Solved – What are appropriate tests for goodness of fit on glm with a small sample size

generalized linear modelgoodness of fitnormality-assumptionregressionsmall-sample

I've thought quite a lot on large sample size inference where the strong law of large numbers is easily validated. In my case however, I'm trying to infer the sign and magnitude of an outcome where the noise-to-signal is quite large in comparison to my available sample size.

How do I properly test for goodness of fit? I possess a very small sample size (n = 16). I cannot possibly get more data as it simply doesn't exist.

I'm fitting a generalized linear model with Gaussian errors for which I obtained the following p-values with summary(my.glm.fit) using R's glm() function for fitting.

intercept   0.34172  
slope       0.00734
  • Using Cook's D gives one data point that is problematic. If anyone knows about its validity with small samples, please speak out!
  • I don't think a Durbin–Watson test statistic is appropriate for n = 16. Even if my data has almost surely no auto-correlation, I have very sound reasons to think it doesn't. What could I use instead?
  • Normality tests for small sample size…is Lilliefors OK? or should I go with a Bayesian test?

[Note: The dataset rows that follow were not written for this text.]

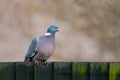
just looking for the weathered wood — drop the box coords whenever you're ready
[54,62,72,80]
[110,62,120,80]
[0,62,15,80]
[72,62,90,80]
[16,62,34,80]
[90,62,109,80]
[1,62,120,80]
[34,62,53,80]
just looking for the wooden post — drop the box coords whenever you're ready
[34,63,53,80]
[0,62,15,80]
[54,62,72,80]
[110,62,120,80]
[72,62,90,80]
[90,62,109,80]
[16,62,34,80]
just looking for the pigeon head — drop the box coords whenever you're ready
[47,25,60,35]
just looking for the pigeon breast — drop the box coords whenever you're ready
[33,35,55,61]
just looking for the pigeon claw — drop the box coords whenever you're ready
[45,61,51,66]
[34,60,41,66]
[33,60,51,66]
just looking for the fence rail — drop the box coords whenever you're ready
[0,62,119,80]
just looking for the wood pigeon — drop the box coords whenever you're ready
[24,25,60,64]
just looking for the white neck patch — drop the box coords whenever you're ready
[45,32,52,36]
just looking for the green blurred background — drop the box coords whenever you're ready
[0,0,120,62]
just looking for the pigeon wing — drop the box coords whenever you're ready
[24,37,39,62]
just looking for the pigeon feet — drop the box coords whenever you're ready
[34,60,51,66]
[45,61,51,65]
[34,60,41,66]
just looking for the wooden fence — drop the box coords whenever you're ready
[0,62,120,80]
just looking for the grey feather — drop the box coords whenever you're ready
[24,37,38,62]
[32,35,55,61]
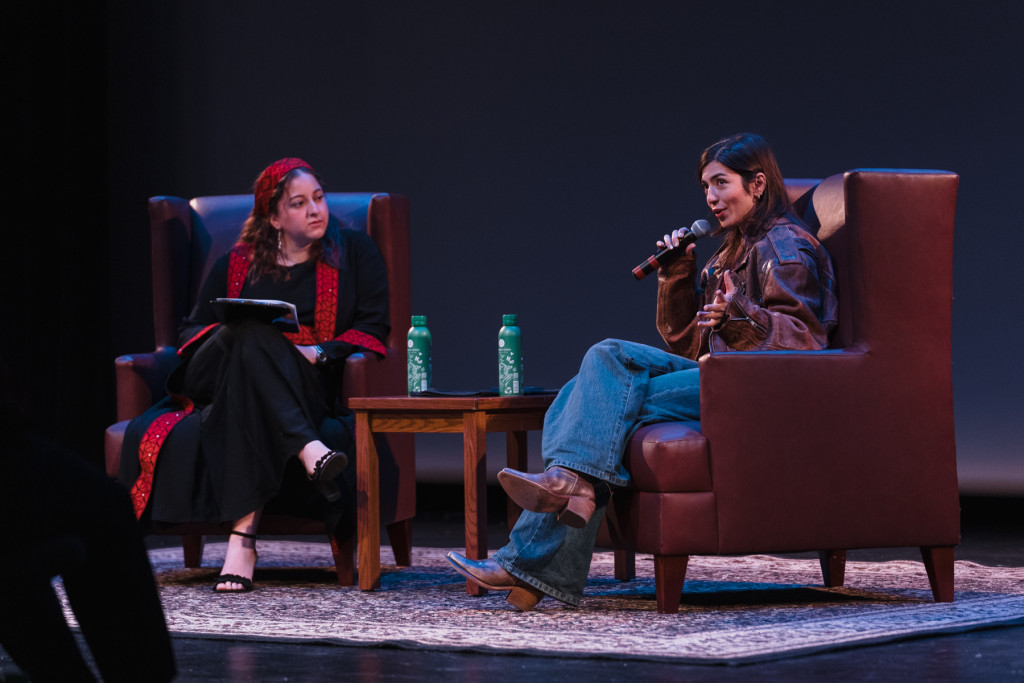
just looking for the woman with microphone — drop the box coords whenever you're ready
[447,132,839,610]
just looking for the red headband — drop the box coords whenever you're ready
[253,157,314,216]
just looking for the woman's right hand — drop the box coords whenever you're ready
[656,229,697,255]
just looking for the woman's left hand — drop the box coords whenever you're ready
[696,271,738,328]
[297,345,319,364]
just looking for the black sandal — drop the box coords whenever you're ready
[308,450,348,502]
[213,530,259,593]
[212,573,253,593]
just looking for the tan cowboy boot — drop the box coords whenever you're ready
[497,466,596,528]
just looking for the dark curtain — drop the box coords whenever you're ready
[4,3,112,466]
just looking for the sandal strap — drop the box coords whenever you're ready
[213,574,254,592]
[311,450,341,479]
[230,530,259,540]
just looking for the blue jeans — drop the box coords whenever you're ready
[493,339,700,604]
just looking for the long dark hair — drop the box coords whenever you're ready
[698,133,795,269]
[238,167,343,280]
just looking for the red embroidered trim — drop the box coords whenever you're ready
[315,260,338,340]
[337,329,387,356]
[178,323,219,356]
[283,260,338,344]
[129,397,195,519]
[227,245,251,297]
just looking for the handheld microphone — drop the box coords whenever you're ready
[631,219,712,280]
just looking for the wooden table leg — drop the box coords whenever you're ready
[505,430,528,529]
[463,411,488,596]
[356,410,381,591]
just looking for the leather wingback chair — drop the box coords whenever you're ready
[598,170,961,613]
[105,192,415,584]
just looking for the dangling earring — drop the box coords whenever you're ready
[277,231,283,252]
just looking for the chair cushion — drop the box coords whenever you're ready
[623,421,711,493]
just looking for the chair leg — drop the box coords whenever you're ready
[921,545,955,602]
[614,549,636,581]
[386,519,413,568]
[653,555,689,614]
[330,534,356,586]
[818,549,847,587]
[182,534,204,568]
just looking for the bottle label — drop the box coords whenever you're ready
[408,341,431,393]
[498,348,521,395]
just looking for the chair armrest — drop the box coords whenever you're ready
[698,347,959,550]
[114,346,180,421]
[342,350,405,402]
[701,346,867,409]
[700,348,871,470]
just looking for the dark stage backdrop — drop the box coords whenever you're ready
[9,2,1022,494]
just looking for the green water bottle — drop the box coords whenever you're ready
[407,315,432,394]
[498,314,522,396]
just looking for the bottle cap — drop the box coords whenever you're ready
[411,315,427,326]
[502,314,518,326]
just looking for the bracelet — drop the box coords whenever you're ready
[313,345,329,364]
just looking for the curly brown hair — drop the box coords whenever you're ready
[237,167,343,281]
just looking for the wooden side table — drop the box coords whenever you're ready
[349,394,555,594]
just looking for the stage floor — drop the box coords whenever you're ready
[3,492,1022,682]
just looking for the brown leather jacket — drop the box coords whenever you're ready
[657,217,838,360]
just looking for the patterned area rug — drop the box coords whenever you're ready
[63,542,1024,664]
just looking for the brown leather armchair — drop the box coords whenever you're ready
[599,170,961,613]
[105,192,415,585]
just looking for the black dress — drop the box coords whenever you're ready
[120,224,389,537]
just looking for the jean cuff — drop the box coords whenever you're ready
[494,557,581,607]
[546,461,629,489]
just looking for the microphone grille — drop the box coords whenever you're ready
[689,219,712,238]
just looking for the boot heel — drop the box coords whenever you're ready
[557,495,595,528]
[506,584,544,611]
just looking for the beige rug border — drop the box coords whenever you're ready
[61,541,1024,664]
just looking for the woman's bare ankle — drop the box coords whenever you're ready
[298,440,331,475]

Anything else you can point out? Anything else missing in my maybe too-broad question? I could provide more details if that's of any interest to you guys. Partial answers are also welcome.
Thanks.

Best Answer

I'm assuming here that you are pretty happy with your model, and believe that there are no serious lack-of-fit (LoF) issues. LoF shows up in the residuals and will well-and-truly mess up any and every test you might use that is based on the residuals. Your use of influence measures causes me to question the validity of that assumption.

Goodness of fit tests are fair weather friends:

  1. They have abundant power in large samples, to the point that they can detect differences you really don't care about.
  2. They don't have very much power in small sample situations.

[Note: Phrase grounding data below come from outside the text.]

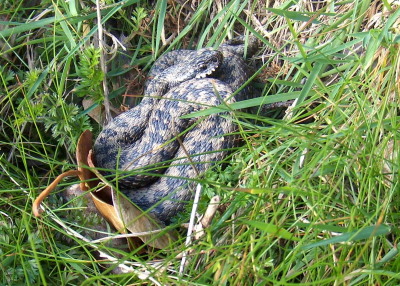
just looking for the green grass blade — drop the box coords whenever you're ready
[301,225,391,251]
[267,8,322,24]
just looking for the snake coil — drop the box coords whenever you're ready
[94,37,257,224]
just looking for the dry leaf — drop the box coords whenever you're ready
[76,129,98,190]
[112,190,178,249]
[35,130,179,249]
[86,140,178,249]
[82,99,104,124]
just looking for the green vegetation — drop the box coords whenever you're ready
[0,0,399,285]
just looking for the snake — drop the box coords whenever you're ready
[93,37,257,224]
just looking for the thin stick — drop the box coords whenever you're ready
[195,195,220,240]
[96,0,112,124]
[179,183,202,275]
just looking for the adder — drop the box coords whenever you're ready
[94,37,257,224]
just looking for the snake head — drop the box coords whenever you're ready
[191,48,223,79]
[161,48,223,86]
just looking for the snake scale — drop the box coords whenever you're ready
[94,37,257,224]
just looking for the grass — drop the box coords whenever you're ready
[0,0,399,285]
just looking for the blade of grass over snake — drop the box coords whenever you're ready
[181,91,308,118]
[295,62,323,107]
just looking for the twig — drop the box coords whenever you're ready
[244,9,271,39]
[176,195,220,274]
[103,30,127,62]
[283,98,298,120]
[96,0,112,124]
[194,195,220,240]
[179,183,202,275]
[0,158,22,187]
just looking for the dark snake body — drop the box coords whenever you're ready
[94,37,256,224]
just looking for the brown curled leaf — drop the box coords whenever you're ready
[34,129,178,249]
[34,130,95,217]
[87,150,178,249]
[76,129,98,190]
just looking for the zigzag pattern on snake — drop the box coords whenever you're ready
[94,37,257,224]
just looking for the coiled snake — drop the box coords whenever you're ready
[94,37,257,224]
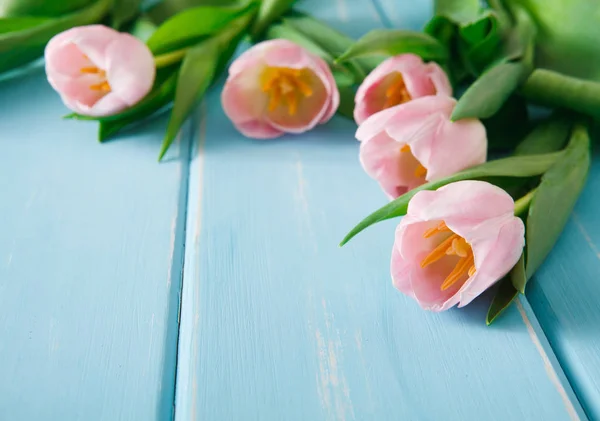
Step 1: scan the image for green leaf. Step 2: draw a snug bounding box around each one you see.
[265,22,356,85]
[452,61,529,120]
[434,0,481,24]
[514,114,573,156]
[158,10,253,159]
[337,29,448,63]
[525,123,591,279]
[510,253,527,294]
[111,0,142,29]
[336,85,355,120]
[0,16,51,33]
[158,41,219,160]
[98,71,180,141]
[458,11,501,74]
[483,94,529,152]
[250,0,296,39]
[486,275,519,325]
[147,3,255,54]
[283,12,380,78]
[147,0,244,24]
[0,0,93,17]
[340,151,564,246]
[0,0,111,73]
[521,69,600,120]
[504,0,600,81]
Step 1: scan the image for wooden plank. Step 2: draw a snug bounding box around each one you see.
[526,152,600,420]
[174,0,587,419]
[376,0,600,417]
[0,69,192,420]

In other words, they work best when you don't need them and don't work well when you need them most.

Cook's D and related measures (like Belsley's DFFITS) are not goodness of fit statistics. They are influence statistics, trying to measure how important a given point is in your result. The thing to remember about them is that although they marginally have the derived distribution, they do not have the distribution jointly. Use the suggested cutoffs as rough guides rather than as commandments. The thing Cook's D tells you to do is to check the point out and be aware of its impact on your conclusions.

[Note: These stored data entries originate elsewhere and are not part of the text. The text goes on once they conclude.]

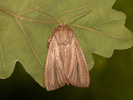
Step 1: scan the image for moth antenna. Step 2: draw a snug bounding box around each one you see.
[34,8,61,25]
[64,10,92,25]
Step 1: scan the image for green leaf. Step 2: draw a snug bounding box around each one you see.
[0,0,133,88]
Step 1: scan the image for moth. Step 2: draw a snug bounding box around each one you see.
[44,11,91,91]
[0,8,90,91]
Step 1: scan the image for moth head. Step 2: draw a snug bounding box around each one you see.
[59,23,65,27]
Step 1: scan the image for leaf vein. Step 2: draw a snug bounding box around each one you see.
[0,43,6,70]
[92,19,125,29]
[15,18,44,68]
[0,8,58,24]
[17,0,54,15]
[68,24,124,40]
[93,32,108,52]
[55,0,104,18]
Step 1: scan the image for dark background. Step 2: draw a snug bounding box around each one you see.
[0,0,133,100]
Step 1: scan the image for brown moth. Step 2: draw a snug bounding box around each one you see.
[0,8,90,91]
[45,15,90,91]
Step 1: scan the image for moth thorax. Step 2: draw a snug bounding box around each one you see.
[53,26,73,45]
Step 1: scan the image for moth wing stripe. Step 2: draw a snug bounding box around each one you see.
[45,37,66,91]
[68,36,90,87]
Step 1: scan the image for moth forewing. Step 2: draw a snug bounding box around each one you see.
[67,34,90,87]
[45,36,67,91]
[48,35,53,47]
[45,26,90,91]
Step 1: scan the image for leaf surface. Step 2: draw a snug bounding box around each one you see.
[0,0,133,87]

According to Madansky (Prescriptions for Working Statisticians), the Shapiro-Wilk test is the best overall compromise test of Normality. Shapiro, Wilk (and later Chen's) work bear this out. In the last ten years, some work with alternative tests (based on measures of skewness and kurtosis) have slightly better properties than the S-W test. They have not hit the mainstream yet.

There aren't any good tests of autocorrelation for tiny samples that I am aware of. I suppose D-W is as good as any.